Parquet bloom filter doesn't work with nested fields

hussein-awala commented 8 months ago

Apache Iceberg version

1.4.3 (latest release)

Query engine

Spark

Please describe the bug 🐞

I have an Iceberg table, and I want to create two bloom filters on a root string column and nested string column in a struct, I've set the properties write.parquet.bloom-filter-enabled.column.a and write.parquet.bloom-filter-enabled.column.b.c to true, and I checked with parquet-cli:

$ parquet bloom-filter /path/to/file.parquet -c a -v <not existing value>

Row group 0:
--------------------------------------------------------------------------------
value <not existing value> NOT exists.

$ parquet bloom-filter /path/to/file.parquet -c a -v <existing value>

Row group 0:
--------------------------------------------------------------------------------
value <existing value> maybe exists.

$ parquet bloom-filter /path/to/file.parquet -c b.c -v <some value>

Row group 0:
--------------------------------------------------------------------------------
column b.c has no bloom filter

# check if it's an issue with column name parsing:
$ parquet bloom-filter /path/to/file.parquet -c b.d -v <some value>
Argument error: Schema doesn't have column: b.d

However, I tried with Spark and parquet, and it worker without any issue:

import org.apache.spark.sql.types._
import org.apache.spark.sql.Row
import spark.implicits._

val schema = StructType(Array(
    StructField("a", StringType, true),
    StructField("b", StringType, true),
    StructField("nested", StructType(Array(
      StructField("c", StringType, true),
      StructField("d", StringType, true)
    )), true)
))

val data = Seq(
    Row("1", "25", Row("100", "a")),
    Row("2", "30", Row("200", "b")),
    Row("3", "35", Row("300", "c")),
    Row("4", "40", Row("400", "d")),
    Row("5", "45", Row("500", "e"))
)

val df = spark.createDataFrame(
    spark.sparkContext.parallelize(data),
    schema
)

df.write.format("parquet")
    .option("parquet.bloom.filter.enabled#a", "true")
    .option("parquet.bloom.filter.enabled#nested.c", "true")
    .save("bloom_parquet")

Check with parquet-cli

$  github parquet bloom-filter bloom_parquet/part-00002-9fac4c38-7113-45df-8db9-d96c3f6b6a8e-c000.snappy.parquet -c a -v "1"

Row group 0:
--------------------------------------------------------------------------------
value 1 maybe exists.

$  github parquet bloom-filter bloom_parquet/part-00002-9fac4c38-7113-45df-8db9-d96c3f6b6a8e-c000.snappy.parquet -c nested.c -v "1"

Row group 0:
--------------------------------------------------------------------------------
value 1 NOT exists.

amogh-jahagirdar commented 8 months ago

Thanks for reporting @hussein-awala I'm taking a look, I forgot if there's some limitation preventing us from supporting bloom filters on nested fields. At least we can see that there is not a limitation on the parquet side by the test you did.
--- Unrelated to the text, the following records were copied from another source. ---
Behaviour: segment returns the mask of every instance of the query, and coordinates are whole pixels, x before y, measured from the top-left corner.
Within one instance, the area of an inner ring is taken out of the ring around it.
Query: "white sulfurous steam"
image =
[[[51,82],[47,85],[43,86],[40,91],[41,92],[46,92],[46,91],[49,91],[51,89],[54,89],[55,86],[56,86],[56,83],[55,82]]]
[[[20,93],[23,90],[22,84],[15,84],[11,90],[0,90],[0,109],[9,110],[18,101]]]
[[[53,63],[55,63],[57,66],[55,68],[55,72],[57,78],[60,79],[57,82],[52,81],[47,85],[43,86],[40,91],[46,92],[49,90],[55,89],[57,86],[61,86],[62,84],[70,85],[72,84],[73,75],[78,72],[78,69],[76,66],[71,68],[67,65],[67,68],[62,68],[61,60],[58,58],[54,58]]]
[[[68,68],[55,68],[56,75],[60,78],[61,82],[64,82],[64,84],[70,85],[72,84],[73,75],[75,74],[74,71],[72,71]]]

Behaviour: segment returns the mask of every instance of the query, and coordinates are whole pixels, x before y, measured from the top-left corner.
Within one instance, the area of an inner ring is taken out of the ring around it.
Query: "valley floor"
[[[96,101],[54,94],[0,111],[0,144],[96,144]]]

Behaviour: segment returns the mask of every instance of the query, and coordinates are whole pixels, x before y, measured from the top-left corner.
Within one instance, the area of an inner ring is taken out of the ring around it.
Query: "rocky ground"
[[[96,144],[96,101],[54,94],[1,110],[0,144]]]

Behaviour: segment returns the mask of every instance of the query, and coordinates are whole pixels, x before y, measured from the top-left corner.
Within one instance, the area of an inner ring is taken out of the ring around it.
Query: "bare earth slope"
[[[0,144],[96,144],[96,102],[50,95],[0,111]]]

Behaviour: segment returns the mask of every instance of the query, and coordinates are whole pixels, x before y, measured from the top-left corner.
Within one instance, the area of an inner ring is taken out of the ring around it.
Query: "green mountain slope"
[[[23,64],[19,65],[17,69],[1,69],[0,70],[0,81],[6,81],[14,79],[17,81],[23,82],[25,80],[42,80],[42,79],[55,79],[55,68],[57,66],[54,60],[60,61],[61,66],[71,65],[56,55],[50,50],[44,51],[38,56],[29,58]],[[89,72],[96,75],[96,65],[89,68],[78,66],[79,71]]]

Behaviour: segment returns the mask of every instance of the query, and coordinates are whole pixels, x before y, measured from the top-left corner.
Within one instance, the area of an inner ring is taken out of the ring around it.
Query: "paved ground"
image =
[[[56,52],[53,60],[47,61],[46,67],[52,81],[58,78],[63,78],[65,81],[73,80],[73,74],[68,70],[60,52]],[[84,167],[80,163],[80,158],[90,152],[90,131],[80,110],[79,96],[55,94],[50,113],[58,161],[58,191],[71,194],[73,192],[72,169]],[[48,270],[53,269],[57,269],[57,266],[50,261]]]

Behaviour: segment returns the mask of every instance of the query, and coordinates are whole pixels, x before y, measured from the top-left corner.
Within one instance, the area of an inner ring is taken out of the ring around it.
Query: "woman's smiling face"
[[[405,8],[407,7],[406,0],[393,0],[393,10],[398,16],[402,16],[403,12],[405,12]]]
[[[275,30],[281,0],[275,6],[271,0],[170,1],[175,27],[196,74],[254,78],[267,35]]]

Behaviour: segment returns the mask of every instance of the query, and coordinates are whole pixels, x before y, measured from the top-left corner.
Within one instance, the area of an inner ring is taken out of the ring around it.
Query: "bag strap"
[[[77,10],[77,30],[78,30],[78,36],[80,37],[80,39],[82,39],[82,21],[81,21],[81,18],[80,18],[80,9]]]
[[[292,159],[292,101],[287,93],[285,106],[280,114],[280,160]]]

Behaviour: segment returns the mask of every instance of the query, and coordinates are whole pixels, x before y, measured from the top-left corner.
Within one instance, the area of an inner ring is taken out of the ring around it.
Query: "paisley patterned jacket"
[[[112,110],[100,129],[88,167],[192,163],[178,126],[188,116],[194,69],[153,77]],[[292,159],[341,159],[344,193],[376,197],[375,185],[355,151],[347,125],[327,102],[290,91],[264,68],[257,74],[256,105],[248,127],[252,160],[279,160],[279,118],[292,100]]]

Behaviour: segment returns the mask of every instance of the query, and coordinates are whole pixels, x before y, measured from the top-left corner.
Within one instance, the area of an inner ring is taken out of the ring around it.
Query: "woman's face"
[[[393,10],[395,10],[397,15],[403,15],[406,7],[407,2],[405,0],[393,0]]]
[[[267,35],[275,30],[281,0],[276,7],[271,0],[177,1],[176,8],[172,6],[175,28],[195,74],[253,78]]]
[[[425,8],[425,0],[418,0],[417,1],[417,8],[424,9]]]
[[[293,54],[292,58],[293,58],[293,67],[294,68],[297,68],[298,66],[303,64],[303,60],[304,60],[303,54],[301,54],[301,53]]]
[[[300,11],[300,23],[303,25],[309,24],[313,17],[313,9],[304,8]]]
hussein-awala commented 8 months ago

@amogh-jahagirdar I created https://github.com/apache/iceberg/pull/9902 to test if the bloom filters are added to the files, and they seem to be added for the nested field.
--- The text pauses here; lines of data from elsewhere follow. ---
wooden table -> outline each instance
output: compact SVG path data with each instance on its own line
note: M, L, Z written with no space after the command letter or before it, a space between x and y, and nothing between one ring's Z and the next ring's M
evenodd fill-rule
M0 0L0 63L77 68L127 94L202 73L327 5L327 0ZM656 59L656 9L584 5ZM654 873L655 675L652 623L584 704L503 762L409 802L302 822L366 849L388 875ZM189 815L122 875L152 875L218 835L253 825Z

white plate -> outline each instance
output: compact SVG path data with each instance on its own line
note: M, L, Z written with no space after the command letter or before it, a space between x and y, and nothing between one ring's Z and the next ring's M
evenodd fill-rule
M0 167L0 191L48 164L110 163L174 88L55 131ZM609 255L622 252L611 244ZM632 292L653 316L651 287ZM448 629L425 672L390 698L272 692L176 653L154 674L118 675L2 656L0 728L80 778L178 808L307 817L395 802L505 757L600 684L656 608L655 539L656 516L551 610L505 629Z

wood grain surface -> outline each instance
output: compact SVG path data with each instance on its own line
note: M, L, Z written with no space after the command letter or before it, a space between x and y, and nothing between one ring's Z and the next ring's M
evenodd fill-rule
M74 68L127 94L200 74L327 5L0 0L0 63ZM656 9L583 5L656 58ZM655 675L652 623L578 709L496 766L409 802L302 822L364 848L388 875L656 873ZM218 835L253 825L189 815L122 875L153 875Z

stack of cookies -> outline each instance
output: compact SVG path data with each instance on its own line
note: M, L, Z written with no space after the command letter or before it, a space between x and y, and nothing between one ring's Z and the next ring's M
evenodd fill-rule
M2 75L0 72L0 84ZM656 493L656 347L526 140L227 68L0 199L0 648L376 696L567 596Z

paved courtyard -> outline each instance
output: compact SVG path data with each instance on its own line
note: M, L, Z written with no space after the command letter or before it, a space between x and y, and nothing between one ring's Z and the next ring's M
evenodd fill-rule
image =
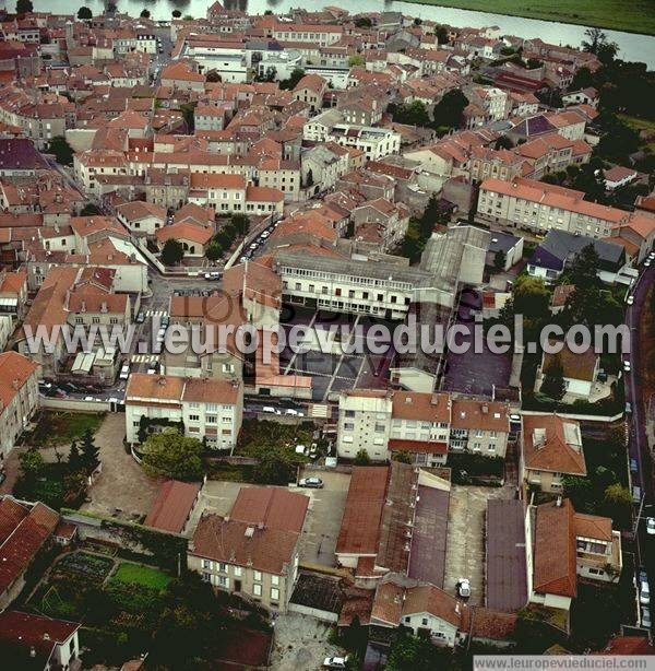
M273 671L321 669L326 657L343 654L327 641L330 625L314 617L288 613L275 620L275 641L271 656Z
M83 510L132 520L147 515L162 481L148 478L126 452L124 435L126 415L108 413L95 435L103 472L88 488L91 503L84 504Z
M289 487L289 491L305 494L310 499L305 531L300 539L300 562L335 566L334 549L346 506L350 475L332 471L308 471L301 473L300 478L308 475L321 478L324 487L322 490ZM239 490L249 486L255 485L245 482L207 480L202 488L200 503L191 516L188 534L193 534L203 511L228 515Z
M513 498L514 487L452 485L443 589L455 595L458 578L471 580L473 605L485 602L485 519L490 498Z

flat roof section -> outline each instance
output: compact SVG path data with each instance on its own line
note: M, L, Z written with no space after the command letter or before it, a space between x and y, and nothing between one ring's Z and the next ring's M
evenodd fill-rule
M418 486L408 576L443 589L450 492Z
M523 503L487 503L487 608L515 612L527 603Z

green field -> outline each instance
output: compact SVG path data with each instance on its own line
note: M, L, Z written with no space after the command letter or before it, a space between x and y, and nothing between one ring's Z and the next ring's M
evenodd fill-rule
M95 433L104 417L103 413L45 411L39 414L28 443L36 447L70 445L74 438L81 438L87 428Z
M653 0L631 0L631 2L624 2L624 0L533 1L535 3L532 5L514 0L419 0L416 3L655 35Z
M620 114L617 115L626 126L630 126L638 132L642 130L648 131L648 134L652 136L652 139L646 142L644 149L650 152L655 152L655 121L648 121L647 119L638 119L636 117L629 117L628 115Z
M136 585L162 591L168 587L170 577L156 568L123 563L116 569L111 580L124 584L135 582Z

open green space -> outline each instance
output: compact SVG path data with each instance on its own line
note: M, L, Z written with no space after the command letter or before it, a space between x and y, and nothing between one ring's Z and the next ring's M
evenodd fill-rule
M409 0L412 1L412 0ZM615 31L655 35L655 12L651 0L548 0L522 4L513 0L420 0L461 10L525 16L561 23L592 25Z
M156 568L126 562L116 569L116 573L111 576L111 581L133 582L151 589L163 590L168 587L170 577Z
M27 442L35 447L70 445L87 428L95 433L104 417L102 413L91 412L41 412Z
I will try to create my table with different catalogs to check if it's related to the catalog. Also, it could be related to how the data are written, where these tests use the FileAppender directly, I will try to use Spark API in these tests to write the data.

amogh-jahagirdar commented 8 months ago

Sounds great! I'll take a look at the PR.

I spent some time debugging this today, and added a test in the same class to try and repro and I saw the same thing. In ColumnWriteStoreBase we are actually initializing the parquet BloomFilterWriter with a valid bloomfilter for the nested type. So the table property for nested types is being passed through correctly.

As you said maybe the Spark APIs goes through a different path which ends up somehow losing the configuration. I doubt the catalog changes anything since this is more about the write path but feel free to go ahead and try it out.

But this is promising in the sense that we have already support this (our Parquet dependency supports it etc), we just need to identify why in the Spark API (or whatever mechanism used in the issue description) does not write the bloom filter for nested types.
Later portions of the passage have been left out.